Every semester, if the conditions are right, undergraduate volcanology classes hike through a lava field, where the towns of Kalapana and Kaimū once stood, to reach an active lava flow. The hikes can be over two and half miles long under a blazing sun, over difficult terrain.

“A lot of people don’t get an idea of how intense hiking on the lava and how vast and expansive it really is and it is definitely an experience that I suggest everybody have,” said Meghann Decker, a UH Hilo student.

The students are taught the proper ways to travel and operate around lava. They have to bring a lot of water to prevent dehydration and dress properly.

“They have to have boots that won’t melt, they have clothing that won’t melt,” said UH Hilo geology and volcanology professor Ken Hon with a laugh.

They could accidentally walk into a lava flow if they are not paying attention as a slow moving flow can easily blend into the landscape. Whatever the speed, it is extremely hot and can be very dangerous.

“I try to teach them how to collect good data and do it in a safe way so nobody gets hurt,” said Hon.

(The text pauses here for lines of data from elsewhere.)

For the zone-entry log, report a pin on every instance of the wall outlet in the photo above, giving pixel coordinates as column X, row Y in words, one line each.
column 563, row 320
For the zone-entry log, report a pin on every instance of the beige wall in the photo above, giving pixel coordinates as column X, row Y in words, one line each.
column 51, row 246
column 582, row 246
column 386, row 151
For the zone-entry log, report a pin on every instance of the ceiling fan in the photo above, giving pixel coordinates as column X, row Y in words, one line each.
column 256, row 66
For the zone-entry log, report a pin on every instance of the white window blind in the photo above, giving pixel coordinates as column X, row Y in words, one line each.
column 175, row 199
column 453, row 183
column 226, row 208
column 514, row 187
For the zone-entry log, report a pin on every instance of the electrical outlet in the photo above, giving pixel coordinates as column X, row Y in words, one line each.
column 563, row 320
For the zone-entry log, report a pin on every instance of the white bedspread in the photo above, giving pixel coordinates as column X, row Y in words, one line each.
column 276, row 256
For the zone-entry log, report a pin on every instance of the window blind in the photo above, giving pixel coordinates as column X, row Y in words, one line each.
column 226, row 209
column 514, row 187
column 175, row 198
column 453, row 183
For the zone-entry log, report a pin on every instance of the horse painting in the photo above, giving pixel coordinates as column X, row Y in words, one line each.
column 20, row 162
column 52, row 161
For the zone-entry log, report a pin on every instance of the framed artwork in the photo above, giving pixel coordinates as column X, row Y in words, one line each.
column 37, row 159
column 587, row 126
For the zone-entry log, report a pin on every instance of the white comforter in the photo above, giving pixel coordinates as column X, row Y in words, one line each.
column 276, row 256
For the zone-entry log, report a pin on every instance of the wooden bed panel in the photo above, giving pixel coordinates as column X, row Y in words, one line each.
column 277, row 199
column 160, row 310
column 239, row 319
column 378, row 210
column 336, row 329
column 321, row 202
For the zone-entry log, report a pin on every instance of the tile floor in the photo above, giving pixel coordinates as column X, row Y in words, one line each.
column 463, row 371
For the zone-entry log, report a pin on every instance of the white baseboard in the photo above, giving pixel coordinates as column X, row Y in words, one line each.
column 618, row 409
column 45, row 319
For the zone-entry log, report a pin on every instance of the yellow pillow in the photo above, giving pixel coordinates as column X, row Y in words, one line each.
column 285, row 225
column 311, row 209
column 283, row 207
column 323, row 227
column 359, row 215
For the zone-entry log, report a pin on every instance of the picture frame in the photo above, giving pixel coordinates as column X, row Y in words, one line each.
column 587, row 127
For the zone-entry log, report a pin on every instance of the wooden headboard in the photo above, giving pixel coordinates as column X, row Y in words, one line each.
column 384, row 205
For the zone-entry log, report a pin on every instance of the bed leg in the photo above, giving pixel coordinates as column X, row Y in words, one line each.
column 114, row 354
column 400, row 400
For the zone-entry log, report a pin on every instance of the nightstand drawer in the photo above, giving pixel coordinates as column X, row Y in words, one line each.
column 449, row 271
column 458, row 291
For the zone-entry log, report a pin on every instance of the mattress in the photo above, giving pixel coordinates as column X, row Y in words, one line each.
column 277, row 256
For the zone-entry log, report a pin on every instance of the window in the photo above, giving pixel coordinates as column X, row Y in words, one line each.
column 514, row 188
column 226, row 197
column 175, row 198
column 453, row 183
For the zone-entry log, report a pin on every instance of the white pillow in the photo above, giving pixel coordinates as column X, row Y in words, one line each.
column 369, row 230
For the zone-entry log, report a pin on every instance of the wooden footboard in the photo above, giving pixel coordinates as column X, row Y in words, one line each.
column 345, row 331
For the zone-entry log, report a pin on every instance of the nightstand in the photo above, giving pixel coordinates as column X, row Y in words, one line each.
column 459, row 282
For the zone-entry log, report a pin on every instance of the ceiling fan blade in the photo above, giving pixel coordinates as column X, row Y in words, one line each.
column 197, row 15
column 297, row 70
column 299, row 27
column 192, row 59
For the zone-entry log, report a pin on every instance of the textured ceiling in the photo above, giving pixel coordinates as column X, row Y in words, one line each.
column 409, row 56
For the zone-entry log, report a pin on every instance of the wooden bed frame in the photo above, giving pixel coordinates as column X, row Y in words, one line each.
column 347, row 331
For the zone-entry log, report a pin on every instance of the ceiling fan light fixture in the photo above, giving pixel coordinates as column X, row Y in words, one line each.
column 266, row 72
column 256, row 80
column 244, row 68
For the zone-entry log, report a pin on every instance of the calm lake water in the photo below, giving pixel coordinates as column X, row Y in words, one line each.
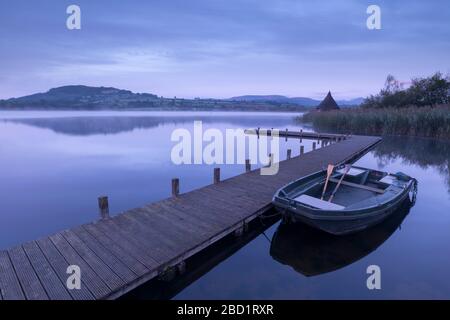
column 54, row 165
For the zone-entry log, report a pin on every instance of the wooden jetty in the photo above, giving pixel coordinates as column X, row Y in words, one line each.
column 117, row 254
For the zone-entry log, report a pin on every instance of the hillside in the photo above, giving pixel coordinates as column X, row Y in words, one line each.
column 307, row 102
column 78, row 97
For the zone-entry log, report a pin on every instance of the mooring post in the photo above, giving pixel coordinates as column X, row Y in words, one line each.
column 248, row 166
column 103, row 207
column 270, row 159
column 216, row 175
column 175, row 187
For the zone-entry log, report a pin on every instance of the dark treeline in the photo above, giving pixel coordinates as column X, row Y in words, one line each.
column 420, row 110
column 430, row 91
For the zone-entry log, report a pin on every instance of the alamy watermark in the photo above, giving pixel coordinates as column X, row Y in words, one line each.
column 373, row 22
column 74, row 280
column 212, row 146
column 374, row 280
column 73, row 21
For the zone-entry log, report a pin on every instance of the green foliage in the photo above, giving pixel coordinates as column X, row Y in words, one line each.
column 431, row 91
column 414, row 121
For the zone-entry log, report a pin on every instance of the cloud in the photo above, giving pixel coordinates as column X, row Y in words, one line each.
column 220, row 47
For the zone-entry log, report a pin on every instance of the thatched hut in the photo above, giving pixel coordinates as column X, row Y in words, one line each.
column 328, row 103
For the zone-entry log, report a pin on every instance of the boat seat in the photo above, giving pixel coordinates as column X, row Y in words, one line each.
column 317, row 203
column 355, row 185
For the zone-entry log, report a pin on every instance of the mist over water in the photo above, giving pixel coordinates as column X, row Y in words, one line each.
column 54, row 165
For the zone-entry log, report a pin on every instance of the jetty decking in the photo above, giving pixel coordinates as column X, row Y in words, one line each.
column 120, row 253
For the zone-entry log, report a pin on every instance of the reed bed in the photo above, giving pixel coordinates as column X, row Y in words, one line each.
column 410, row 121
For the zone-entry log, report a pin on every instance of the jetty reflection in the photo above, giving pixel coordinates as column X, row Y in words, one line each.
column 312, row 252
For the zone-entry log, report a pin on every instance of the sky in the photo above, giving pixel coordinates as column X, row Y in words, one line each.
column 221, row 48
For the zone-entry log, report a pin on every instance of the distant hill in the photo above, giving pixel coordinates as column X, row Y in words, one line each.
column 307, row 102
column 78, row 97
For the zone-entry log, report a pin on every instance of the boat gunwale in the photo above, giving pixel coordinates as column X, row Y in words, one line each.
column 349, row 214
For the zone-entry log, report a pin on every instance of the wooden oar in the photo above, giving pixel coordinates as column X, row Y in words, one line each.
column 329, row 172
column 346, row 170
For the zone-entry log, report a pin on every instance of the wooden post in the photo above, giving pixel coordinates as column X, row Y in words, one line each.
column 248, row 166
column 175, row 187
column 103, row 206
column 216, row 175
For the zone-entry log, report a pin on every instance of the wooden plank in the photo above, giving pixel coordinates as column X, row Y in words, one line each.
column 59, row 265
column 190, row 220
column 28, row 279
column 116, row 254
column 88, row 276
column 9, row 284
column 105, row 255
column 53, row 286
column 131, row 245
column 146, row 241
column 189, row 208
column 111, row 279
column 121, row 253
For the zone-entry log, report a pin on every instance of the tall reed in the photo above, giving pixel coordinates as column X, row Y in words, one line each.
column 411, row 121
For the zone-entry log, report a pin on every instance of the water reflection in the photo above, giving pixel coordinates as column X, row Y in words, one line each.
column 114, row 124
column 420, row 152
column 312, row 252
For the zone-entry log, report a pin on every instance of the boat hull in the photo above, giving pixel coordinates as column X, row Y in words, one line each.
column 343, row 224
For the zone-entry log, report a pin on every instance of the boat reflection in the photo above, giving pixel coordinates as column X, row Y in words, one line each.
column 312, row 252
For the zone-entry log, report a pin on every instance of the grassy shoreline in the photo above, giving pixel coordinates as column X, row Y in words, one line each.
column 432, row 122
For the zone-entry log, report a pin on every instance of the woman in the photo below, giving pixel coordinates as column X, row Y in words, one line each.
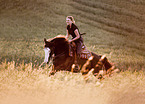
column 73, row 30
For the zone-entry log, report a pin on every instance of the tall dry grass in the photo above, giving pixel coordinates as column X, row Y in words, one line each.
column 24, row 84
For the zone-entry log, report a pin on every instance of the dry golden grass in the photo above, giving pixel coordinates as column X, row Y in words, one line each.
column 23, row 84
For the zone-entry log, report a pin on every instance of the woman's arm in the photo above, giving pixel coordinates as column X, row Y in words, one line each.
column 77, row 35
column 67, row 35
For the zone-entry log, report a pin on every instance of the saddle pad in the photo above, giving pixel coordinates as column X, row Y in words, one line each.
column 85, row 53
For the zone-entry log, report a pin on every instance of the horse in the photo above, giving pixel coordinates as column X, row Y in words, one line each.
column 58, row 48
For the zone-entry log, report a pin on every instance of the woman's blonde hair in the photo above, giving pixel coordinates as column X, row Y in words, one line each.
column 71, row 18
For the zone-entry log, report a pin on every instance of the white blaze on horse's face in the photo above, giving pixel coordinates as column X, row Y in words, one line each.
column 47, row 51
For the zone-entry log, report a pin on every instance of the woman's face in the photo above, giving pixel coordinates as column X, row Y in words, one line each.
column 68, row 21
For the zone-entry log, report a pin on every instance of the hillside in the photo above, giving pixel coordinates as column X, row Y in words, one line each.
column 114, row 28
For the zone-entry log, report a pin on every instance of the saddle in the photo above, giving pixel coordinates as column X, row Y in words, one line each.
column 85, row 53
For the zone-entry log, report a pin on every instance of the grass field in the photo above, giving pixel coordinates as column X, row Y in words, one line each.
column 114, row 28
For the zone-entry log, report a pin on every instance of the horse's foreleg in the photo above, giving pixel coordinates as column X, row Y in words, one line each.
column 84, row 69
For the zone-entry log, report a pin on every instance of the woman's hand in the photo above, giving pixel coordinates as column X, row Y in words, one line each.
column 69, row 41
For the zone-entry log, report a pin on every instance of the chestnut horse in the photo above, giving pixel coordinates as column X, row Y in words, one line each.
column 57, row 48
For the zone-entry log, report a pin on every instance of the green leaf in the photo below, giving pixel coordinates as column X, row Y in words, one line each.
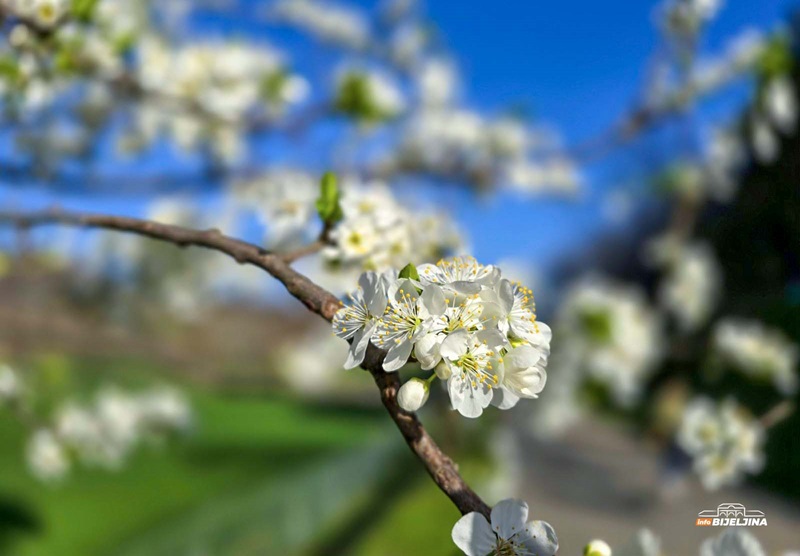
column 410, row 271
column 328, row 206
column 83, row 10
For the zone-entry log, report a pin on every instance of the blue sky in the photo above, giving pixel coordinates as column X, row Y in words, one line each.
column 577, row 65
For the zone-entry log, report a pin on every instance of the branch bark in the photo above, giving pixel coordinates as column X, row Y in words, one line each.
column 440, row 467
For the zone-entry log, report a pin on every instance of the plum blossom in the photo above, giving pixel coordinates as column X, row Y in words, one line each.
column 472, row 365
column 408, row 317
column 758, row 352
column 413, row 394
column 723, row 440
column 616, row 334
column 508, row 534
column 476, row 330
column 463, row 275
column 732, row 542
column 47, row 457
column 360, row 317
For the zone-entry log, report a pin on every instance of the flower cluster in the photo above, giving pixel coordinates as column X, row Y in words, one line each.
column 691, row 286
column 613, row 333
column 216, row 87
column 106, row 432
column 477, row 330
column 509, row 534
column 734, row 541
column 758, row 352
column 723, row 440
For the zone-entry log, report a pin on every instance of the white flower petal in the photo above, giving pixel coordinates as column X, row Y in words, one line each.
column 542, row 539
column 504, row 398
column 508, row 517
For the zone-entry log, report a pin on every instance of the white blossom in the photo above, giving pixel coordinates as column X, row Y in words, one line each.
column 691, row 287
column 10, row 386
column 780, row 104
column 332, row 22
column 47, row 458
column 758, row 351
column 413, row 394
column 408, row 317
column 723, row 440
column 732, row 542
column 508, row 534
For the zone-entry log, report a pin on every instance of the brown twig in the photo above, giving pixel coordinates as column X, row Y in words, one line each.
column 320, row 301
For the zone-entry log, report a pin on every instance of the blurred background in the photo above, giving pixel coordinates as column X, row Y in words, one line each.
column 637, row 166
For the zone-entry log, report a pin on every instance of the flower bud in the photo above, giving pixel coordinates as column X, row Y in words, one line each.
column 597, row 548
column 413, row 394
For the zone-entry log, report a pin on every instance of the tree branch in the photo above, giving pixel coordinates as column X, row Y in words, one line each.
column 318, row 300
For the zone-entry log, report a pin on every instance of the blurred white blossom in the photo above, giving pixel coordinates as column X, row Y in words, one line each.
column 758, row 351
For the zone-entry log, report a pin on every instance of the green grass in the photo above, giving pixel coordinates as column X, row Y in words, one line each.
column 238, row 442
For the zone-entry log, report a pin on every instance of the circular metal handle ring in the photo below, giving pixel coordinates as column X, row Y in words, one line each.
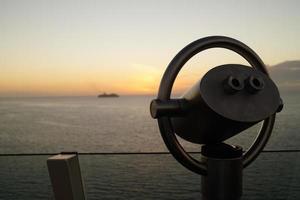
column 165, row 90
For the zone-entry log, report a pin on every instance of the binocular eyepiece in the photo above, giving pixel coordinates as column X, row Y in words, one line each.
column 227, row 100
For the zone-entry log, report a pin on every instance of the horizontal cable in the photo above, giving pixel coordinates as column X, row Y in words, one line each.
column 132, row 153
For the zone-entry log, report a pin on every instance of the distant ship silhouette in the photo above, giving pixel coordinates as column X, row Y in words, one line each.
column 107, row 95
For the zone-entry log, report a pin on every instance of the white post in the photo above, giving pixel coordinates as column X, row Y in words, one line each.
column 65, row 175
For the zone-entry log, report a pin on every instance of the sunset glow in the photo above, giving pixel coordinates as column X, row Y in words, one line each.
column 86, row 47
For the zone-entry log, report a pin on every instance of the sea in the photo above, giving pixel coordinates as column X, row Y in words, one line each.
column 50, row 125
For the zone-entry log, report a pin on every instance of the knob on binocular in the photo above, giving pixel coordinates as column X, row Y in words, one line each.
column 227, row 100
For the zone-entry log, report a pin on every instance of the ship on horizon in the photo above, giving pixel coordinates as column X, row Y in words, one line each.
column 108, row 95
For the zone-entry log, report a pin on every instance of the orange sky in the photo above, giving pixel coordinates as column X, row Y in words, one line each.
column 86, row 47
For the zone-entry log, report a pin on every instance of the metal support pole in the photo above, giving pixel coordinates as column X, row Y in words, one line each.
column 65, row 175
column 224, row 172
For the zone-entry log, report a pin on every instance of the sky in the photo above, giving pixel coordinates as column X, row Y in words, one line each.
column 62, row 47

The work begins as soon as the class arrives.

“We are out here, just getting a few samples, mapping the flow,” said UH Hilo student Bryan Patterson.

“We can actually go out into the field and learn the field methods and the fact that we get to come out here in the lava is pretty awesome,” said Decker.

“We can read about things in a book,” said Hon. “We can do math equations and stuff like that but then it really sets it off for people when they can actually come out and really see all of that happen before their eyes.”

The students learn the different properties of lava and how to determine if it is fast or slow moving and a threat. They also take turns wearing a special protective suit for experiments like measuring the lava’s temperature. It’s a once in a lifetime experience for most, a much more common occurrence for UH Hilo students.

“It’s great. It’s hard to describe,” said Patterson.

“You get to see earth being created,” agreed Decker. “You can’t do that in many other places.”